Sydney-based startup Vistr launched last year and is looking to pivot from just being a cashflow management tool to becoming a low friction loan application service for small businesses.
“We’re testing a few monetisation strategies at the moment,” Vistr founder Jeremy Kwong-Law told Business Insider.
“We’re building a relationship with lenders, [to determine] how do we facilitate that really cool, low friction application process where you click the button and get the money that you need.”
Recently graduating from Telstra’s Muru-D, the private school version of accelerators, the cashflow management platform is a free add on aimed at helping small business forecast and plan capital availability in Xero’s accounting software.
“Our core proposition is how do you help a small business manage cash flow. The first thing is understanding when cash comes in and out. The next thing is optimising, getting cash in the door quicker, paying it out later.
“The last step is that we’ve seen 42% of our users have a loan or credit facility that helps them manage their cash flow, so getting towards the concept of a new generation loan broker to connect them to lenders.”
After working at Macquarie Bank and Rabbo Bank as an analyst, Kwong-Law came up with the idea to help smaller companies manage their cashflow in the same way big companies do but without a lot of fuss.
The startup has taken on just over $100,000 in funding and is in the middle of doing another $80,000 raising to develop the product further.

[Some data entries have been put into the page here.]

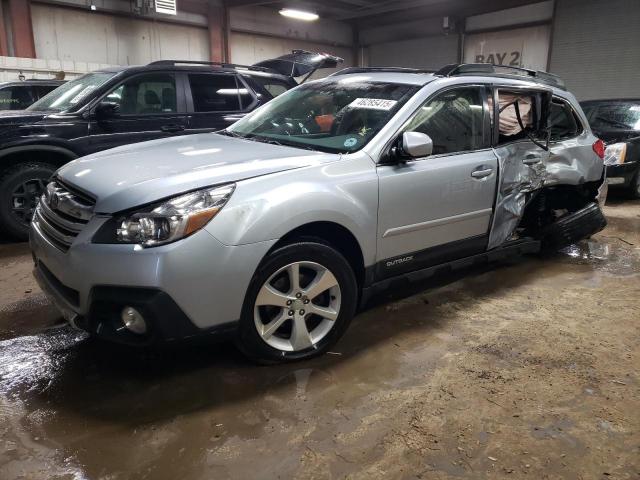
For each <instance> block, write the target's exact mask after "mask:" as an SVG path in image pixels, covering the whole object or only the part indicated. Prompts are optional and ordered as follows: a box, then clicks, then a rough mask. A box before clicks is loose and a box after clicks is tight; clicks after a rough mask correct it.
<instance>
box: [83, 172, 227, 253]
mask: <svg viewBox="0 0 640 480" xmlns="http://www.w3.org/2000/svg"><path fill="white" fill-rule="evenodd" d="M234 189H235V185H234V184H230V185H223V186H219V187H213V188H211V187H209V188H205V189H202V190H197V191H195V192H190V193H185V194H184V195H180V196H178V197H174V198H171V199H169V200H165V201H164V202H162V203H159V204H155V205H153V206H151V207H149V208H148V209H145V210H143V211H137V212H133V213H129V214H127V215H124V216H116V217H114V219H113V220H112V221H109V222H107V223H105V225H103V227H102V228H101V229H100V231H99V232H98V233H97V234H96V237H94V242H96V243H129V244H131V243H135V244H140V245H142V246H144V247H155V246H157V245H163V244H165V243H170V242H175V241H176V240H180V239H181V238H184V237H187V236H189V235H191V234H192V233H194V232H197V231H198V230H200V229H201V228H202V227H204V226H205V225H206V224H207V223H209V221H210V220H211V219H212V218H213V217H215V216H216V214H217V213H218V212H219V211H220V209H222V207H223V206H224V205H225V204H226V203H227V201H228V200H229V197H230V196H231V194H232V193H233V190H234Z"/></svg>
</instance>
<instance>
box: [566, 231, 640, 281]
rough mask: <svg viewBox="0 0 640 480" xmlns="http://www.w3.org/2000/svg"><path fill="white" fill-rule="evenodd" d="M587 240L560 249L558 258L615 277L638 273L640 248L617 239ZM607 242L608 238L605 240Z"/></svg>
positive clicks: (639, 256) (589, 239)
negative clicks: (561, 258) (620, 275)
mask: <svg viewBox="0 0 640 480" xmlns="http://www.w3.org/2000/svg"><path fill="white" fill-rule="evenodd" d="M600 238H602V239H589V240H583V241H582V242H578V243H576V244H574V245H570V246H569V247H567V248H564V249H562V250H561V251H560V252H559V253H558V256H559V257H560V258H562V257H564V259H565V261H568V262H570V263H573V264H576V265H591V266H593V267H594V268H597V269H598V270H600V271H604V272H607V273H611V274H615V275H625V276H626V275H634V274H637V273H639V272H640V248H638V247H636V246H635V245H630V244H627V243H625V242H623V241H621V240H618V239H617V238H615V239H613V240H614V241H611V242H609V241H603V240H605V238H604V237H602V236H601V237H600ZM606 240H608V238H607V239H606Z"/></svg>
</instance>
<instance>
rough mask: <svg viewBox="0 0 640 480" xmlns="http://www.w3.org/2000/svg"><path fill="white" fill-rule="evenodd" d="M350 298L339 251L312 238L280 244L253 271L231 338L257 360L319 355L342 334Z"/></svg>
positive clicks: (246, 354) (310, 356) (352, 310)
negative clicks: (256, 267) (311, 238)
mask: <svg viewBox="0 0 640 480" xmlns="http://www.w3.org/2000/svg"><path fill="white" fill-rule="evenodd" d="M356 302H357V286H356V280H355V276H354V274H353V271H352V270H351V267H350V266H349V263H348V262H347V261H346V260H345V258H344V257H343V256H342V255H341V254H340V253H338V252H337V251H336V250H334V249H333V248H331V247H329V246H327V245H324V244H320V243H313V242H300V243H294V244H291V245H287V246H284V247H282V248H280V249H278V250H276V251H274V252H272V253H271V254H269V255H268V256H267V257H266V258H265V260H264V261H263V262H262V264H261V265H260V267H258V270H257V271H256V274H255V275H254V278H253V280H252V282H251V284H250V286H249V289H248V291H247V295H246V298H245V302H244V306H243V311H242V318H241V319H240V329H239V333H238V338H237V342H236V343H237V344H238V347H239V348H240V349H241V350H242V351H243V352H244V353H245V354H246V355H247V356H249V357H250V358H252V359H254V360H256V361H258V362H260V363H278V362H283V361H289V360H301V359H306V358H311V357H313V356H316V355H320V354H322V353H324V352H326V351H327V350H328V349H329V348H331V346H332V345H333V344H334V343H335V342H336V341H337V340H338V339H339V338H340V337H341V336H342V334H343V333H344V331H345V330H346V328H347V326H348V325H349V322H350V321H351V318H352V317H353V315H354V313H355V309H356Z"/></svg>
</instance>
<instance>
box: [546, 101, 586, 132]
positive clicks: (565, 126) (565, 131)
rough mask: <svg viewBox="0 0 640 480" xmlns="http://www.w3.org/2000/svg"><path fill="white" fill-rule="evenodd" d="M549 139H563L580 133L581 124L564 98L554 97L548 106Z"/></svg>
mask: <svg viewBox="0 0 640 480" xmlns="http://www.w3.org/2000/svg"><path fill="white" fill-rule="evenodd" d="M549 128H550V130H551V140H555V141H558V140H565V139H569V138H573V137H576V136H577V135H579V134H580V133H582V124H581V123H580V120H578V118H577V117H576V114H575V113H574V111H573V109H572V108H571V106H570V105H569V104H568V103H567V102H565V101H564V100H560V99H558V98H554V99H553V101H552V102H551V105H550V107H549Z"/></svg>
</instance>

One issue with relying on big companies for your business model is you’re exposed to any changes they decide to make. To limit the risk, Kwong-Law said you have to connect to more than one source of data.
“It’s absolutely imperative for us to connect to more sources of data,” he said, adding they are “having conversations with other accounting platforms”.
“Xero is our first integration, we’re also going to MYOB, QuickBooks Online, Saasu, Reckon – over time.”
But as other startups will sympathise, even though the API’s are similar, finalising the connections takes time.
“For us it’s a resource issue,” Kwong-Law said, adding “We’re absolutely committed to building a revenue channel but profit is not going to come for a long time because we’ll reinvest it.”
In the short term, Vistr will be moving out of its space at Muru-D and into a space at the Australian Technology Park as it searches for a suitable co-working facility.